Спор снова зашел в тупик…

Джон не привык к долгим ночным разговорам… Он перестал различать людей, они слились в один расплывчатый образ, который корчил рожи и будто смеялся над ним. Священник вовсю дымил сигаретой. Дорофеев истово крестился и кланялся в пояс, так что зацепил головой край тарелки и вымазался соусом. После этого он заблеял козлом и шутя влепил Чикомасову пощечину. Петр Иванович живо подставил вторую щеку, и Сидор треснул по ней всерьез. Он и в третий раз поднял руку, но Чикомасов крикнул: «Третья твоя!» — и через секунду Дорофеев, как кукла, отлетел к стене и стал медленно сползать на пол. Барский кинулся их разнимать, но оказалось, что Дорофеев мертвецки пьян и спит. Больше Джон ничего не видел и не слышал. Его, как огромная рыба, проглотил мутный сон.

Ему снился Вирский. В обнимку с Барским он шел по Красной площади и плевал на Мавзолей, откуда доносились пьяные голоса и звон бокалов. Джон голый лежал на брусчатке площади. Один из камней больно давил ему на сердце. Джон задыхался. Подняв глаза, он увидел отца Брауна, грустно склонившегося над ним. «Отец Браун! — выдохнул Половинкин. — Заберите меня! Они хотят, чтобы я убил своего отца!» Лицо отца Брауна исказилось злобной гримасой. «Убей! — с ненавистью прошептал он. — Для того ты и послан в Россию!» — «Я не могу!» — заплакал Джон, поливая горячими слезами холодные камни под щекой. «Тогда ты не брат мне! — отрезал отец Браун. — Убей, если хочешь стать мужчиной!» Эти слова мгновенно осушили глаза Джона. Он вскочил на ноги и, наслаждаясь ловкостью своего тела, сделал перед отцом Брауном антраша. «Изволь, маг! — закричал он чужим голосом. — Но сначала я убью тебя!» Отец Браун заплакал и стал молить о пощаде. Джон занес над ним неизвестно откуда взявшийся стилет. Он ударил отца Брауна в шею, но тот оказался деревянной, грубо раскрашенной куклой. Стилет отскочил от дерева и порезал Джону руку. Он вскрикнул от боли.

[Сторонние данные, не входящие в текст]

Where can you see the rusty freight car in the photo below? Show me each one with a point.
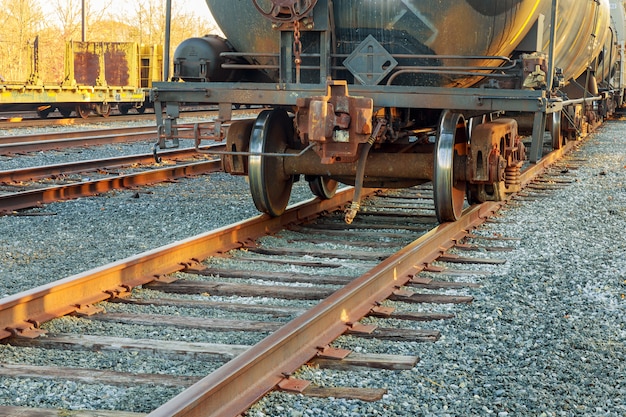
(98, 76)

— Боже! — раздался крик Чикомасова.

Джон очнулся и с удивлением посмотрел на свою ладонь, по которой обильно струилась кровь, капая на обеденный стол. Оказалось, что в забытьи он схватил столовый нож и колотил им по столешнице, пока не поранил руку, и при этом бормотал еле слышно: «Кровь! Великая сила кровь!»

— Он бредит! — прошептал священник.

Джон позволил себя раздеть и упал на застеленный диван в кабинете Барского. Лев Сергеевич сел рядом на корточках.

— Эй, дружище, — сказал он, — в самолете вы говорили другие слова… И зачем, черт возьми, вы прилетели в Россию?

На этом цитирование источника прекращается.